As far as the food goes, Lynda says some of the favorites so far have been the beef empanads and the Cuban sandwich, which includes slow-roasted pork, country ham, house pickles, house mustard, aged Alpine cheese, served on authentic Cuban bread. Another popular entrée has been Spanglish’s take on Ropa Vieja, known as the “national dish of Cuba.” The Spanglish version includes braised all-natural Angus flank steak, tomatoes, peppers, capers, and parsley.

Both Lynda and Tomas were born and raised in South Florida by Cuban families. Lynda was born in Miami and Tomas was born in Hialeah, just north of Miami. This comes through not only in the cuisine that Tomas creates, but in Lynda’s creative vision for the interior design of Spanglish. The aesthetic is simple— minimal, Miami inspired, casually cool with lots of pink and neon.
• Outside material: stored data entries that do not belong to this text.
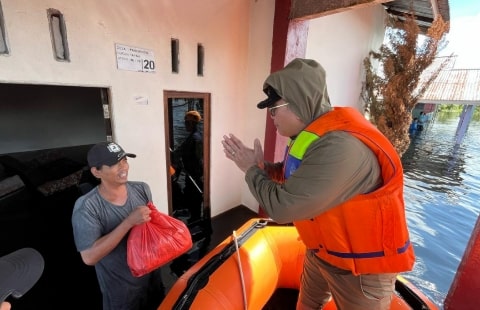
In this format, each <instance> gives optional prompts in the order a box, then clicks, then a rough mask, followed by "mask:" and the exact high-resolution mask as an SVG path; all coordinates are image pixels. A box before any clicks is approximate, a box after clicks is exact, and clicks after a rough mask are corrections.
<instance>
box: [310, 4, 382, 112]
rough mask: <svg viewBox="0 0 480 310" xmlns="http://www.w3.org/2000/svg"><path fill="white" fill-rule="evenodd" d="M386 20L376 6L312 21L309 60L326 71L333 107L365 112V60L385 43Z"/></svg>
mask: <svg viewBox="0 0 480 310" xmlns="http://www.w3.org/2000/svg"><path fill="white" fill-rule="evenodd" d="M384 20H385V12H384V9H383V7H382V6H381V5H377V6H373V7H367V8H363V9H358V10H350V11H346V12H343V13H339V14H334V15H329V16H325V17H322V18H317V19H314V20H312V21H310V32H309V35H308V45H307V57H309V58H313V59H316V60H318V61H319V62H320V63H321V64H322V65H323V67H324V68H325V70H326V72H327V86H328V94H329V95H330V100H331V103H332V105H333V106H350V107H356V108H358V109H359V110H360V111H363V108H362V105H363V103H362V102H361V100H360V91H361V86H362V84H361V82H362V80H364V76H365V70H364V69H363V59H364V58H365V57H367V56H368V52H369V51H370V50H376V51H377V50H378V48H379V47H380V45H381V44H382V43H383V37H384Z"/></svg>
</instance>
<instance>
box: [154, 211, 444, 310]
mask: <svg viewBox="0 0 480 310" xmlns="http://www.w3.org/2000/svg"><path fill="white" fill-rule="evenodd" d="M304 252H305V246H304V245H303V243H302V242H301V241H300V240H299V236H298V233H297V230H296V229H295V227H294V226H292V225H279V224H276V223H275V222H272V221H269V220H265V219H252V220H250V221H247V222H246V223H245V224H244V225H243V226H242V227H240V228H239V230H238V231H234V232H233V233H232V236H231V237H229V238H227V239H225V240H224V241H223V242H222V243H220V244H219V245H218V246H217V247H216V248H215V249H213V250H212V251H211V252H210V253H208V254H207V255H206V256H205V257H203V258H202V259H201V260H199V261H198V262H197V263H196V264H195V265H193V266H192V267H190V269H188V270H187V271H186V272H185V273H184V274H183V275H181V276H180V277H179V279H178V280H177V281H176V283H175V284H174V285H173V286H172V288H171V289H170V291H169V292H168V293H167V295H166V297H165V299H164V300H163V302H162V304H161V305H160V307H159V308H158V309H161V310H171V309H176V310H180V309H193V310H195V309H201V310H205V309H225V310H236V309H238V310H245V309H248V310H260V309H269V307H266V305H268V304H269V302H270V300H271V298H272V296H273V295H274V294H275V293H276V291H278V290H281V289H292V290H298V287H299V284H300V274H301V272H302V265H303V257H304ZM395 289H396V294H395V296H394V299H393V301H392V305H391V309H396V310H405V309H424V310H426V309H432V310H433V309H435V310H438V307H436V306H435V305H434V304H433V303H432V302H431V301H430V300H428V298H427V297H426V296H425V295H424V294H422V293H421V292H420V291H419V290H418V289H416V288H415V287H414V286H413V285H412V284H411V283H409V282H408V281H407V280H406V279H404V278H402V277H400V276H399V277H398V279H397V282H396V285H395ZM293 307H294V306H293ZM272 309H273V308H272ZM277 309H278V308H277ZM282 309H291V307H282ZM325 309H330V310H331V309H336V306H335V303H334V302H333V301H331V302H330V303H329V304H328V305H327V306H326V307H325Z"/></svg>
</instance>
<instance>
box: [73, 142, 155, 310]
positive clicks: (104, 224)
mask: <svg viewBox="0 0 480 310" xmlns="http://www.w3.org/2000/svg"><path fill="white" fill-rule="evenodd" d="M127 157H130V158H134V157H136V155H135V154H132V153H126V152H125V151H124V150H123V148H122V147H121V146H120V145H118V144H116V143H113V142H101V143H98V144H96V145H94V146H93V147H92V148H91V149H90V151H89V152H88V155H87V159H88V165H89V166H90V171H91V173H92V174H93V176H94V177H96V178H97V179H99V180H100V184H99V185H97V186H96V187H95V188H93V189H92V190H91V191H89V192H88V193H86V194H85V195H83V196H81V197H79V198H78V199H77V201H76V202H75V206H74V208H73V214H72V226H73V235H74V240H75V245H76V247H77V250H78V251H79V252H80V255H81V257H82V260H83V262H84V263H85V264H87V265H89V266H95V271H96V273H97V279H98V283H99V285H100V289H101V291H102V297H103V310H156V309H157V308H158V306H159V305H160V303H161V301H162V300H163V298H164V294H165V292H164V285H163V282H162V276H161V270H160V269H156V270H154V271H152V272H151V273H149V274H147V275H144V276H141V277H134V276H133V274H132V272H131V271H130V268H129V267H128V264H127V239H128V233H129V232H130V229H131V228H132V227H134V226H135V225H139V224H142V223H145V222H148V221H150V219H151V218H150V212H151V210H150V209H149V208H148V207H147V206H146V205H147V203H148V202H149V201H153V200H152V193H151V191H150V187H149V186H148V184H146V183H144V182H138V181H128V171H129V163H128V161H127Z"/></svg>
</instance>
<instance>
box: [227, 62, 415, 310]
mask: <svg viewBox="0 0 480 310" xmlns="http://www.w3.org/2000/svg"><path fill="white" fill-rule="evenodd" d="M263 89H264V92H265V93H266V95H267V96H268V98H267V99H266V100H264V101H262V102H260V103H259V104H258V105H257V107H258V108H260V109H263V108H268V109H269V113H270V115H271V117H272V119H273V122H274V124H275V126H276V128H277V132H278V133H279V134H280V135H282V136H286V137H289V138H290V140H289V143H288V147H287V151H286V154H285V158H284V161H283V162H280V163H269V162H266V161H264V158H263V150H262V146H261V144H260V141H259V140H258V139H255V142H254V148H253V149H252V148H248V147H246V146H245V145H244V143H243V142H242V141H241V140H239V139H238V138H237V137H236V136H234V135H233V134H229V135H225V136H224V137H223V140H222V144H223V147H224V152H225V155H226V157H227V158H229V159H230V160H232V161H233V162H234V163H235V164H236V165H237V166H238V167H239V168H240V169H241V170H242V171H243V172H245V180H246V182H247V184H248V186H249V188H250V191H251V193H252V194H253V196H254V197H255V198H256V199H257V201H258V202H259V203H260V205H261V206H262V208H263V210H264V211H265V212H266V213H267V214H268V216H270V217H271V218H272V219H273V220H275V221H277V222H279V223H287V222H293V223H294V225H295V226H296V228H297V230H298V232H299V235H300V237H301V238H302V240H303V242H304V243H305V245H306V247H307V252H306V255H305V262H304V270H303V273H302V278H301V282H300V292H299V298H298V302H297V310H304V309H322V307H323V305H325V304H326V303H327V302H328V301H329V300H330V298H333V299H334V301H335V304H336V306H337V308H338V309H346V310H357V309H358V310H360V309H362V310H363V309H368V310H372V309H389V308H390V303H391V300H392V294H394V284H395V279H396V275H397V274H398V273H399V272H403V271H409V270H411V269H412V268H413V264H414V261H415V256H414V252H413V247H412V244H411V242H410V238H409V232H408V228H407V223H406V218H405V206H404V198H403V169H402V164H401V161H400V158H399V156H398V154H397V153H396V151H395V149H394V148H393V146H392V145H391V143H390V142H389V141H388V140H387V138H386V137H385V136H384V135H382V134H381V133H380V132H379V131H378V130H377V129H376V128H375V127H374V126H373V125H372V124H371V123H370V122H368V121H367V120H366V119H365V118H364V117H363V115H362V114H360V113H359V112H358V111H357V110H356V109H353V108H349V107H343V108H341V107H335V108H333V107H332V106H331V104H330V99H329V96H328V92H327V86H326V77H325V70H324V69H323V67H322V66H321V65H320V64H319V63H317V62H316V61H314V60H310V59H298V58H297V59H295V60H293V61H292V62H290V63H289V64H288V65H287V66H286V67H285V68H283V69H281V70H279V71H277V72H274V73H272V74H270V75H269V76H268V77H267V79H266V80H265V83H264V88H263Z"/></svg>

In his culinary career, Tomas has worked alongside some of the world’s most renowned Chefs including Daniel Boulud, Jose Andres, Sam Gorenstein and most recently has worked as the chef at Andrew Carmellini’s wildly popular rooftop restaurant and lounge “Westlight” in Brooklyn, New York. Lynda comes with an extensive background in hospitality and human resources. And she also brings most of the sweet offerings at Spanglish, such as her famed “2nd best flan” and her mother’s Cuban rice pudding.

Asked if her flan is second best, who holds the top spot, she credits Tomas’ mother. “His mother gave me the recipe for flan,”. “I’m able to replicate it very ,very, very close to what she makes,” says Lynda. “The best compliments I’ve got is when people say it reminds them of their grandmother the way she used to make hers.”